そんな中、和は逆にお酒を飲むペースが上がった。


「ミクさんは佐田先輩のどこが好きですか?」

「えっ…」

「好きなとこ?1番は見た目かな。ツンデレなとこも好き。陸は私のモロタイプなの」

「…そうですか」

「でも…もうちょっと優しくして欲しいなー。メールもほとんど返信してくれないし。大村くんからもっと私のこと気にかけるように言ってー」  

「それは…僕が言うことじゃありません」

「大村くんも冷たいのねっ」

「ところで…ミクさんはまだ22なら結婚は全然考えてないんですよね?」


大村っ…余計なことを…‼︎


「考えてるよっ。若いうちに結婚したいし。

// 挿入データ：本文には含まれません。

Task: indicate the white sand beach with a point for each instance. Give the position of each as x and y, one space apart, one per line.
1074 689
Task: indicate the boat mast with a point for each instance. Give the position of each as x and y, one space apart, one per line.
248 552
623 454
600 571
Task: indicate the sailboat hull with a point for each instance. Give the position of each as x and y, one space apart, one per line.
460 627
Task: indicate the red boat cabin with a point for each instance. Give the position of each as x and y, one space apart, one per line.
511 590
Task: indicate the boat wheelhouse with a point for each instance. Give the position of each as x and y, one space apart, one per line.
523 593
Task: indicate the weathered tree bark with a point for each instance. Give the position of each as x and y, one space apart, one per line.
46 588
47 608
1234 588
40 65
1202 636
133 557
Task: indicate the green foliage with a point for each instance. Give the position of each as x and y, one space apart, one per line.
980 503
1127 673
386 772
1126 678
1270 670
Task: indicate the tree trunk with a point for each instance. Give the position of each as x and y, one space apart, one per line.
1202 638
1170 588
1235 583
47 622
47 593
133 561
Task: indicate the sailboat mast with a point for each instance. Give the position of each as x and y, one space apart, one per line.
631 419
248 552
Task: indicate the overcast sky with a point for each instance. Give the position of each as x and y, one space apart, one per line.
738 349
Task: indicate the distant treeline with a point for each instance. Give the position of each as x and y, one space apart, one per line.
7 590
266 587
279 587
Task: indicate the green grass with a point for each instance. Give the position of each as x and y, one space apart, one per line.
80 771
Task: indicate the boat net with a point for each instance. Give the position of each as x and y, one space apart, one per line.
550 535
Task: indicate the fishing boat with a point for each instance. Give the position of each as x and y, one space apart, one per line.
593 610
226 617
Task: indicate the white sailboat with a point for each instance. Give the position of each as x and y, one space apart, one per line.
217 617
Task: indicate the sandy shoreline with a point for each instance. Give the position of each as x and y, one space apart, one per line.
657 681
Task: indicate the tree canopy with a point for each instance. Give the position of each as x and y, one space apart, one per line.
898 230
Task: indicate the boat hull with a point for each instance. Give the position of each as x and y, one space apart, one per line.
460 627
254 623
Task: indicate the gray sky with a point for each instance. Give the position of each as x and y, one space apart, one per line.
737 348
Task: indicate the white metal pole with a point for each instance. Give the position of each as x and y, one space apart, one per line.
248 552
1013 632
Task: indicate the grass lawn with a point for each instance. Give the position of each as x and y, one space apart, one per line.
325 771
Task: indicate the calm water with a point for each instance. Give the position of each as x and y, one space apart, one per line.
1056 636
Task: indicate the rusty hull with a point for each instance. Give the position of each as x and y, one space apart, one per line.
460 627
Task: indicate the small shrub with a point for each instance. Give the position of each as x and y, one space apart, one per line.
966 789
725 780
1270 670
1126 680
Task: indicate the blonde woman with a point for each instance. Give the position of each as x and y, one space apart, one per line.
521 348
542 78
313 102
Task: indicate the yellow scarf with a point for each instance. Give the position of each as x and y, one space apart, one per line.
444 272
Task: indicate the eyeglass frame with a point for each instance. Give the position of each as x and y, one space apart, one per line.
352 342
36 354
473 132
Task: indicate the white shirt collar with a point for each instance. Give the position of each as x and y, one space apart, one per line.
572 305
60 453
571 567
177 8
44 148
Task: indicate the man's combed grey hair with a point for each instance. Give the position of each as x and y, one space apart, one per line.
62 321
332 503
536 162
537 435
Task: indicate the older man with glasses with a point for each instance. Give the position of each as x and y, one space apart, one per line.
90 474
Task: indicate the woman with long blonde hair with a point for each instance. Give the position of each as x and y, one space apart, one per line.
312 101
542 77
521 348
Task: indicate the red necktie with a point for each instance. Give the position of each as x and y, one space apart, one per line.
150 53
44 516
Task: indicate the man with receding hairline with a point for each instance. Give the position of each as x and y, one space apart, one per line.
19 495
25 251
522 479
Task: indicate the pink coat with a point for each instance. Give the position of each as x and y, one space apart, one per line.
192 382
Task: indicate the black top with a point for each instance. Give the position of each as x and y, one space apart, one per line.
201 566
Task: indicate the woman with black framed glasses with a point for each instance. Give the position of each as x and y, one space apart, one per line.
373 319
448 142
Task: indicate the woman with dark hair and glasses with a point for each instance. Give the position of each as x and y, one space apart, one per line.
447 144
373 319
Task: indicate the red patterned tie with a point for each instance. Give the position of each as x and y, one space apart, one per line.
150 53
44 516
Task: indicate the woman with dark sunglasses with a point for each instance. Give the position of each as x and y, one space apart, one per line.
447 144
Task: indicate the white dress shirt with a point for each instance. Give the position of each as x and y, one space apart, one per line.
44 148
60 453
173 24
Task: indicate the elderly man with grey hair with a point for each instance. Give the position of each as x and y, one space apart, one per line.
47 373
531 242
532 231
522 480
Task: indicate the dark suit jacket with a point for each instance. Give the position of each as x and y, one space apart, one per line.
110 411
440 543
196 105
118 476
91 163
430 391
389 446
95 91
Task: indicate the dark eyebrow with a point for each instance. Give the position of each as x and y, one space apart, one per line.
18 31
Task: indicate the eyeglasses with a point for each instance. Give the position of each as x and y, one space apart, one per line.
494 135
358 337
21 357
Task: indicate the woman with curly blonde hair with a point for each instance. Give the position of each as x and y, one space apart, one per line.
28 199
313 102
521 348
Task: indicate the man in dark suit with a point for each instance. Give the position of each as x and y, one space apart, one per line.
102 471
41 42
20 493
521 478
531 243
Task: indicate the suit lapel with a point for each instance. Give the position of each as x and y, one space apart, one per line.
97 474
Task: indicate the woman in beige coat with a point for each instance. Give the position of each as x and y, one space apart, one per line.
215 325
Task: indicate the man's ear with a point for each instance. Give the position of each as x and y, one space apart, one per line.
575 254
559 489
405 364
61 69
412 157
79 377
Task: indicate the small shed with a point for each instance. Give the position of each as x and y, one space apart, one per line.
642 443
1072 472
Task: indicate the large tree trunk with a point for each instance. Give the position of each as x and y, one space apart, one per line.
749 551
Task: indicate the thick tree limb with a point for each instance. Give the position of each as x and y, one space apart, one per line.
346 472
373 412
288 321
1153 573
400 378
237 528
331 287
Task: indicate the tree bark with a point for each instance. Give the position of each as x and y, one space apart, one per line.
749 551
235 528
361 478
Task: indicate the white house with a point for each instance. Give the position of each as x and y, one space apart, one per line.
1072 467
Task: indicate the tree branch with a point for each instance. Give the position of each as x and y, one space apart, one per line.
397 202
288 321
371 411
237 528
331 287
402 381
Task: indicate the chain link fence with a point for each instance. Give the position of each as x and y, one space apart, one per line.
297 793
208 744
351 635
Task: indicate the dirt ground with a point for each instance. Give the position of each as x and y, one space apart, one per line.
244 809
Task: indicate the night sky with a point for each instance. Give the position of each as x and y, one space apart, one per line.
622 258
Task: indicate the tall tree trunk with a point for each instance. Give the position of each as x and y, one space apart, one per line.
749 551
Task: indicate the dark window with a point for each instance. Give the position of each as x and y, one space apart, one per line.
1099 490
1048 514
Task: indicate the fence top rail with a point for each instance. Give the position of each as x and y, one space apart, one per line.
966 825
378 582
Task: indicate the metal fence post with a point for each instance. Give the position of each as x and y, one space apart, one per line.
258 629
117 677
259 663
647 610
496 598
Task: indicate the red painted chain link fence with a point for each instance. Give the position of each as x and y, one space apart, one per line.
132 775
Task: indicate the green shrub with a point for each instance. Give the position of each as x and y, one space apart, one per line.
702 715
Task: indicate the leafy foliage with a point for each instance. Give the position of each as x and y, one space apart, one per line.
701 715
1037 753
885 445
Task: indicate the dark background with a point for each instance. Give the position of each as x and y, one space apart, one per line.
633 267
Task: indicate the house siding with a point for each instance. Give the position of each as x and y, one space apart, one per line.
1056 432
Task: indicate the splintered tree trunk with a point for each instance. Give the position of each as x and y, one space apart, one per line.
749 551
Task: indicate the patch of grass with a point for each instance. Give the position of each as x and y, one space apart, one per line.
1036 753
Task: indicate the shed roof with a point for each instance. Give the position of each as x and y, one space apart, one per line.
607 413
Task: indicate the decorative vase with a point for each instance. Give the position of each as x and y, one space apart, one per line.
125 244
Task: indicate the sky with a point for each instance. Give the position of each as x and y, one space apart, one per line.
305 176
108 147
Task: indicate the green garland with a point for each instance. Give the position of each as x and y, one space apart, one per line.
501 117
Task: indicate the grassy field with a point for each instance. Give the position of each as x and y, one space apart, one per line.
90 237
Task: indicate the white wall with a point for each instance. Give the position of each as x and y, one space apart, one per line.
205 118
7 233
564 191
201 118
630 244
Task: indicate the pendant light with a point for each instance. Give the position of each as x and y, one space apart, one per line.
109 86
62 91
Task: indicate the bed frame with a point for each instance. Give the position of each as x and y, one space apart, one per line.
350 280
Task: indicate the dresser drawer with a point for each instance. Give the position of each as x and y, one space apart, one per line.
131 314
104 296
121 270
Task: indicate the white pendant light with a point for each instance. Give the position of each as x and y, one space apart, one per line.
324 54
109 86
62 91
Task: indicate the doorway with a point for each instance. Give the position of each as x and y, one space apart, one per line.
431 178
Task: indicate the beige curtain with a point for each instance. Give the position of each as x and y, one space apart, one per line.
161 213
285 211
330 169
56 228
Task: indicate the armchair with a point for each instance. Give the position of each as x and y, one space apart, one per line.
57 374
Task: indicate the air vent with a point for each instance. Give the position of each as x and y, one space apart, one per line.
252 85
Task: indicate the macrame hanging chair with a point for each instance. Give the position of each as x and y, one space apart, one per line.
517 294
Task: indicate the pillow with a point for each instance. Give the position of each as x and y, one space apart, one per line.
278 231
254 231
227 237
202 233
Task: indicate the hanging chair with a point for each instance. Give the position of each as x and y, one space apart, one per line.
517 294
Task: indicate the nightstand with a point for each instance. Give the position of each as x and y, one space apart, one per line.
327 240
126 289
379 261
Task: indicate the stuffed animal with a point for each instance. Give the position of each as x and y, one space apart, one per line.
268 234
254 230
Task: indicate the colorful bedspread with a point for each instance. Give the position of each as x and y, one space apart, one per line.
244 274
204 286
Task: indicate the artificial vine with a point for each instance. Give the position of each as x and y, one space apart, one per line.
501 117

ねっ、陸」

「オレは結婚なんか全く考えてないし」

「何言ってるの?私は陸と結婚したいし」

「まだ付き合ったばかりだろ?」

「あっ…そうね。でもいずれは陸と…」

「結婚なんかしたくない」

「嘘でしょ?陸はもう30歳よね。私は陸と結婚したい」

「先輩がしたくないって言ってるんですから‼︎」

「えっ、大村?」

「なっ…何で大きな声出すの?」

「あっ…すみません。何だか悪酔いしたみたいで」

「大村、大丈夫か?」

「大丈夫です」

「ミク、もう帰ってくれ」

「じゃ、大村くんは?」

「元々は大村と飲んでたんだ」

「彼女を帰すの?」

「ミクが勝手に来たんだろ?」

「先輩っ、僕が帰ります」

「お前は帰らなくていい」

「何よっ、そっちがカップルみたい。わかったわよ帰る。その代わり明日は会ってよ」

「わかったよ」


そう言うとミクは帰って行った。